PH : L’EFSA définit les microplastiques comme des particules ayant une taille allant de 0,1 à 5.000 micromètres (µm), ou 5 millimètres pour donner une idée. Les nanoplastiques mesurent quant à eux de 0,001 à 0,1 µm (càd de 1 à 100 nanomètres).

Les microplastiques et les nanoplastiques, c’est quoi exactement ?

PH : L’utilisation de plus en plus répandue de plastique dans le monde a créé de vastes zones de déchets plastiques flottants dans les océans qu’on appelle la soupe plastique. Des zones aussi grandes que la France ont pu être observées. Ces débris plastiques flottants se fragmentent progressivement en particules plus petites qui finissent par devenir des éléments microplastiques ou même nanoplastiques. Il existe aussi des pastilles, des paillettes, des sphères ou des perles qui sont manufacturées à dessein dans ces tailles.

Dans quels aliments ces matériaux sont-ils présents ?

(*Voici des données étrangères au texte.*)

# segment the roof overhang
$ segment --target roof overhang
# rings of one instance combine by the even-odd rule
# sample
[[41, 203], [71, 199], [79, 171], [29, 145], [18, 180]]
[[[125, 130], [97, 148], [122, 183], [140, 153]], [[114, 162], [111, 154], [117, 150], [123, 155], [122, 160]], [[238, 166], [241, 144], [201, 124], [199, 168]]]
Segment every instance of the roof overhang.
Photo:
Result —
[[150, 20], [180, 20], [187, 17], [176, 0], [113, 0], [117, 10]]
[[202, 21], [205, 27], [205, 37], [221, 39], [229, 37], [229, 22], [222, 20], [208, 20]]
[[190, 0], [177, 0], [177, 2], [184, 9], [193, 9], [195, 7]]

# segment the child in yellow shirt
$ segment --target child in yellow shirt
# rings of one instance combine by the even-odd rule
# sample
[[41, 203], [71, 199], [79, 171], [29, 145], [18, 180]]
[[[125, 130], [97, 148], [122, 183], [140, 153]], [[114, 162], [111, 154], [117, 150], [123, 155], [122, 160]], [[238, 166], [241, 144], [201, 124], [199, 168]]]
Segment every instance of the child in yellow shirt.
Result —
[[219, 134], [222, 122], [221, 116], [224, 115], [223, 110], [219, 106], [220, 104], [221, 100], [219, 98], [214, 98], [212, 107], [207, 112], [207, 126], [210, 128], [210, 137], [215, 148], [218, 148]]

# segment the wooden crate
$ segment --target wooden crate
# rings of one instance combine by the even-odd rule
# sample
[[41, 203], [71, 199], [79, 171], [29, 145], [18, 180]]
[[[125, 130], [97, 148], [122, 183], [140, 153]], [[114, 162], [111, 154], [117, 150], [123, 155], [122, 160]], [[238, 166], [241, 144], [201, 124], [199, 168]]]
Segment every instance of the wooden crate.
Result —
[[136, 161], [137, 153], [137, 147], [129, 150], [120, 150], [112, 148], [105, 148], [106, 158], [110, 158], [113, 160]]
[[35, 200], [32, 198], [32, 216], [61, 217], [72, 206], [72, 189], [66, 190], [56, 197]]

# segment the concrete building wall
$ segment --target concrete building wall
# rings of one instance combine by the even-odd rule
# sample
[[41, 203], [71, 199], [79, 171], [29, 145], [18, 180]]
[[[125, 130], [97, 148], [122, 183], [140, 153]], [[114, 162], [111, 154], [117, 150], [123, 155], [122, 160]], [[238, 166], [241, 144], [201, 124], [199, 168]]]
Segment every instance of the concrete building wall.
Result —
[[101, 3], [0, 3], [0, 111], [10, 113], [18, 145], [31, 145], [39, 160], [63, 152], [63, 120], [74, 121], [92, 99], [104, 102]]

PH : Pour l’instant, on ne dispose d’absolument aucune donnée sur les nanoplastiques dans les aliments mais, en revanche on a un peu plus d’informations sur les microplastiques, en particulier en ce qui concerne le milieu marin. L’observation révèle des concentrations élevées chez les poissons, mais vu que les microplastiques sont surtout présents dans l’estomac et les intestins, ils sont généralement extraits et les consommateurs n’y sont donc pas exposés. Par contre, dans les crustacés et les mollusques bivalves, comme les huîtres ou les moules, on mange le tube digestif ; dans ce cas-là, les consommateurs sont donc exposés dans une certaine mesure. On en a également signalés dans le miel, la bière et le sel de table.

Sont-ils nocifs pour les consommateurs ?

PH : Il est trop tôt pour le dire, mais cela semble peu probable, du moins en ce qui concerne les microplastiques.

Un problème potentiel plus préoccupant par contre réside dans les fortes concentrations de polluants tels que les biphényles polychlorés (BPC) ou les hydrocarbures aromatiques polycycliques (HAP) qui peuvent quant à eux s’accumuler dans les microplastiques. On peut également observer des résidus de composés utilisés dans certains emballages, par exemple le bisphénol A (BPA). Certaines études suggèrent que si on consomme des microplastiques dans des aliments, ces substances pourraient migrer dans les tissus. Il est donc important de pouvoir en estimer la consommation moyenne.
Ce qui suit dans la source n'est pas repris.